Hitting the alarm bell on oil and gas
- Published
There's both raw commercial interest and significant alarm in the latest statement from Britain's offshore oil industry.
Capital investment was already due to fall from record highs, but the sharp decline in the price of Brent crude - touching $82 on Wednesday before a rally - has focused minds, and made it look like investment will be cut in half within only three years.
Oil & Gas UK said, before the fall accelerated, that an $80 price would mean a third of investment being put on ice, and the acceleration of closure plans for expensive, mature fields. That warning has now become all the more urgent.
While some investment is going ahead following delays due to uncertainty over the independence referendum, firms in the supply chain are seeing orders slowing up due to the oil price.
The industry body said last week that its members have turned distinctly gloomy due to falling oil prices and rising offshore costs.
Hitting the alarm bell comes at a good time from a lobbying point of view. The challenge of maximising extraction from mature assets in the North Sea was addressed by industry grandee Sir Ian Wood.
The Treasury is finalising plans for tax reforms that will incentivise more investment and extraction, scheduled for publication in a month.
Pitching high
Oil & Gas UK is pitching high with its demands: reversal of the 2011 tax hike, much more flexibility in applying tax deductions and the removal, over time, of Petroleum Revenue Tax. What that means is much lower oil tax revenue for the Treasury.
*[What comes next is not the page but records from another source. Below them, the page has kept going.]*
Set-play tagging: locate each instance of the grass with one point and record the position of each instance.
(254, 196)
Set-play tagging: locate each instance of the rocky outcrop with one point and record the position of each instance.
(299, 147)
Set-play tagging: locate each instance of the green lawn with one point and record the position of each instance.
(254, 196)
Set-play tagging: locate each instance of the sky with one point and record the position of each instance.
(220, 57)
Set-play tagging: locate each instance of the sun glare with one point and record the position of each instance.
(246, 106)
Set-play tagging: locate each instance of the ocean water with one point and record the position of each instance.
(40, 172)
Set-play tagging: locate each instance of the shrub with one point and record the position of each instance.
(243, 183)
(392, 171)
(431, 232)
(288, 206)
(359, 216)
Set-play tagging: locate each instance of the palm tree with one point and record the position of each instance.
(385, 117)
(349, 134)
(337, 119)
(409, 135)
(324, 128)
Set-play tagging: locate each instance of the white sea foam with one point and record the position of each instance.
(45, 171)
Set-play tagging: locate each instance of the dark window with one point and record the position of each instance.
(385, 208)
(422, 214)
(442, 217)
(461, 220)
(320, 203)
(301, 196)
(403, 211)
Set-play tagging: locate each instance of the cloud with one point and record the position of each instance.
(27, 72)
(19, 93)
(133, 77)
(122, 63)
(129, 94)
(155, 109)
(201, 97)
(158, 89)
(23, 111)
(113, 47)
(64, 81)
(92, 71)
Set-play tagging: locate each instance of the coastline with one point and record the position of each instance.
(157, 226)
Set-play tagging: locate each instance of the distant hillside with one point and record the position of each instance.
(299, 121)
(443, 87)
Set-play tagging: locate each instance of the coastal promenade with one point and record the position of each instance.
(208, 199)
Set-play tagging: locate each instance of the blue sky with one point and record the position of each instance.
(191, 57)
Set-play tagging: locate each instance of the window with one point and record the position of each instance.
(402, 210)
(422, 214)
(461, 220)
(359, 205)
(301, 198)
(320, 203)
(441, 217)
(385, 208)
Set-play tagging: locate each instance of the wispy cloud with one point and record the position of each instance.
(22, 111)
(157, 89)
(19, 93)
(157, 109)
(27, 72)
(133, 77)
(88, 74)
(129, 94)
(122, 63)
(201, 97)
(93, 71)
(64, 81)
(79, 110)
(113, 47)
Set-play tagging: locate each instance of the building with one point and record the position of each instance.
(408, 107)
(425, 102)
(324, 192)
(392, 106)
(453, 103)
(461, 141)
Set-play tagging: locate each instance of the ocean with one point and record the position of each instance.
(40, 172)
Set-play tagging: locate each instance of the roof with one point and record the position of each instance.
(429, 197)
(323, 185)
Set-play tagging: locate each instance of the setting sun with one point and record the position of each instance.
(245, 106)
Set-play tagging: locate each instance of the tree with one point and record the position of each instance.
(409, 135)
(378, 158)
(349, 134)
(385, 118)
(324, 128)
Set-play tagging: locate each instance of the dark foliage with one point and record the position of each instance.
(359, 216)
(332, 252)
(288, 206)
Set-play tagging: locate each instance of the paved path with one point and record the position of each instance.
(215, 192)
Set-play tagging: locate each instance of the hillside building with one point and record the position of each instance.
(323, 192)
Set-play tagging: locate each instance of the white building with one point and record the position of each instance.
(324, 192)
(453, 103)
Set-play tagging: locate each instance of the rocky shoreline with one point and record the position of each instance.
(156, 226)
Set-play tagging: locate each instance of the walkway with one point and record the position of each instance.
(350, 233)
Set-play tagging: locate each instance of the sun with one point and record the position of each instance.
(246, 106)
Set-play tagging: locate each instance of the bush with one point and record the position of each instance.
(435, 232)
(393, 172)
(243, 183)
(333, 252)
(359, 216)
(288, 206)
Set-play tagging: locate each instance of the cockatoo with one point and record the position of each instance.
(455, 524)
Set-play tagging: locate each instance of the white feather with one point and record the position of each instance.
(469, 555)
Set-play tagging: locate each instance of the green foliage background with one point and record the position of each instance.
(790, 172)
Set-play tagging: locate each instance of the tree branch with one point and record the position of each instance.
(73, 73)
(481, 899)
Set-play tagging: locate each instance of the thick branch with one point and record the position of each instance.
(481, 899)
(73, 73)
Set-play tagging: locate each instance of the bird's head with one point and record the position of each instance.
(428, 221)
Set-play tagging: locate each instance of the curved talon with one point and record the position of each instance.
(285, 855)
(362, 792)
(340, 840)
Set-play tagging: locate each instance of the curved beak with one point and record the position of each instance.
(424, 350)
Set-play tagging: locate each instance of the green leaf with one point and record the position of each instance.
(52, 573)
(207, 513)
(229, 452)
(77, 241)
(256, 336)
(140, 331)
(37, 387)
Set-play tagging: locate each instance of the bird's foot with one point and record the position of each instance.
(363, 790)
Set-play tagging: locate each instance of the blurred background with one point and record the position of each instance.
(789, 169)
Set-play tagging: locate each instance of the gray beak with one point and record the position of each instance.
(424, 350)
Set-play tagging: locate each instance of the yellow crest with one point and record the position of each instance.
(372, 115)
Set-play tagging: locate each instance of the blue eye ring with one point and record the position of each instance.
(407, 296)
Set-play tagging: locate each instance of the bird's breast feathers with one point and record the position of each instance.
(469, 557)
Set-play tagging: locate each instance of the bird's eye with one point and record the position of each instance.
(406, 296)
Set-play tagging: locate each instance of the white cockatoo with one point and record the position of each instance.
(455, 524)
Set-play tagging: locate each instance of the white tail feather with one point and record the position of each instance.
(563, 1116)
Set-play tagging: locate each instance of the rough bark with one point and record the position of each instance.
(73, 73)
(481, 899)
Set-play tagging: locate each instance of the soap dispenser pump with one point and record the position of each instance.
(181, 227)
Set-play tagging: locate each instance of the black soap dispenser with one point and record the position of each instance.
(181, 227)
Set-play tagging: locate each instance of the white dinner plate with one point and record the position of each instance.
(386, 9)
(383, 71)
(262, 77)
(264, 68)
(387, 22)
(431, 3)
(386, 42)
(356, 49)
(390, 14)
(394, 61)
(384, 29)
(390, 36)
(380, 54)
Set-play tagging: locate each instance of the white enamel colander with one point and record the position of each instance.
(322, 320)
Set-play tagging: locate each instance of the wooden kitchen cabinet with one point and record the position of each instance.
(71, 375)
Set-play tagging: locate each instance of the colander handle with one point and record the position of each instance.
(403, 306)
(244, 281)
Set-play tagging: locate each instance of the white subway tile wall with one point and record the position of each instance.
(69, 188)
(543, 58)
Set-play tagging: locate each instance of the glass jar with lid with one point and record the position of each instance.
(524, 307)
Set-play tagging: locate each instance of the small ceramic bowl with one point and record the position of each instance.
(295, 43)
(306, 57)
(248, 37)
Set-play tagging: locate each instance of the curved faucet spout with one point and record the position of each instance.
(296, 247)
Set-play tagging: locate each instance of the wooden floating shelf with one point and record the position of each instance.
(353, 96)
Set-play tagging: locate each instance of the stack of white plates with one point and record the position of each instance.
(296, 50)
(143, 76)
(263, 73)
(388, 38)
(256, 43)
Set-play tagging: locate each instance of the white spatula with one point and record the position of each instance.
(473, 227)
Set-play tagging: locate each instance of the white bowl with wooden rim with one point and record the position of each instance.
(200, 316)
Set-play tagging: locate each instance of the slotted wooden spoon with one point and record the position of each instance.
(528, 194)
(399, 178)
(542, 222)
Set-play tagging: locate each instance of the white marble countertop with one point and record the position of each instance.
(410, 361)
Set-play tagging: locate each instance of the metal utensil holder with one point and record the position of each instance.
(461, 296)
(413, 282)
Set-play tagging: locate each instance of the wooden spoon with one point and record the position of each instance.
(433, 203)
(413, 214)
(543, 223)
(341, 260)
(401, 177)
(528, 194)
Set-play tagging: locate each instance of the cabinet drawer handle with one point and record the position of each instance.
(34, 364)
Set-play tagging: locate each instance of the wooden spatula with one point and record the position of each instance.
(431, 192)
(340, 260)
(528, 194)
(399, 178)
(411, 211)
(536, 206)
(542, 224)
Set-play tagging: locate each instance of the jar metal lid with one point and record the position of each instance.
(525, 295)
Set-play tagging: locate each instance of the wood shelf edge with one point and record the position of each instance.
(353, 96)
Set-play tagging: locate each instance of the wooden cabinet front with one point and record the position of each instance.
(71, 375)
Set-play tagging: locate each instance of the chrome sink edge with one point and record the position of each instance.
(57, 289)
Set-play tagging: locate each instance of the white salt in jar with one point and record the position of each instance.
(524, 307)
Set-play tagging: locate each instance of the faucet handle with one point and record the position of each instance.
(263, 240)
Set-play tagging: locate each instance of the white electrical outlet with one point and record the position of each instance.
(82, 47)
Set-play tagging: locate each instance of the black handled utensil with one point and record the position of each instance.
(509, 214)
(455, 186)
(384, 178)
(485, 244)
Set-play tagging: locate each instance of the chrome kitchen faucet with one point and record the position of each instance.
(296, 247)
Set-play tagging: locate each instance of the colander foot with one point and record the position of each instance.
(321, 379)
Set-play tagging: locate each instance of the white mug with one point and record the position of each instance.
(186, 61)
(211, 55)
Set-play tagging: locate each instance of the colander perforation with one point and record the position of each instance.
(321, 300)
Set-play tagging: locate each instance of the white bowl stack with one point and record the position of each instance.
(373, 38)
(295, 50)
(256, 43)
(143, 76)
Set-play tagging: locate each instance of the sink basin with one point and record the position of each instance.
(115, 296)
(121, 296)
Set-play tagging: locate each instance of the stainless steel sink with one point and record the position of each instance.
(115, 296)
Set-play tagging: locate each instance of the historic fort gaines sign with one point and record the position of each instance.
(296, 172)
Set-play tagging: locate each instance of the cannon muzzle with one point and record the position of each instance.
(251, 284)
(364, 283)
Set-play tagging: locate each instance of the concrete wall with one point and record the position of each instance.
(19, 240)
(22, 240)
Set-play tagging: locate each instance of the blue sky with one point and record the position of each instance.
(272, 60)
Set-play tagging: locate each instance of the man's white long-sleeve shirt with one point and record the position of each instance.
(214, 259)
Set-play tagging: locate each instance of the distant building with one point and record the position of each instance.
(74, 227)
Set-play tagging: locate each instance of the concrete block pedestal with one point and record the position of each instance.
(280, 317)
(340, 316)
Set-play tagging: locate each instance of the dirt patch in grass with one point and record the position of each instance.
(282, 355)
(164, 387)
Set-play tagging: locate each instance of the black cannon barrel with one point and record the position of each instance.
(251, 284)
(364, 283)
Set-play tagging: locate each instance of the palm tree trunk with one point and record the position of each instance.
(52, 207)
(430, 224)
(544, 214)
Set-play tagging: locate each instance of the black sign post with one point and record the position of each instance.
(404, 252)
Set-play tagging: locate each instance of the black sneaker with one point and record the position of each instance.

Scottish Secretary Alistair Carmichael was today making the political point that the lower oil price has carved a huge hole in the Scottish government's projected budgets if it had won the independence vote.
What he's not highlighting is that the UK Treasury instead has to deal with that shortfall in revenue, as well as the consequences of more tax incentives for offshore operators.
It's a proportionately smaller problem than Holyrood would face, but it knocks Westminster's deficit reduction plans yet further off course.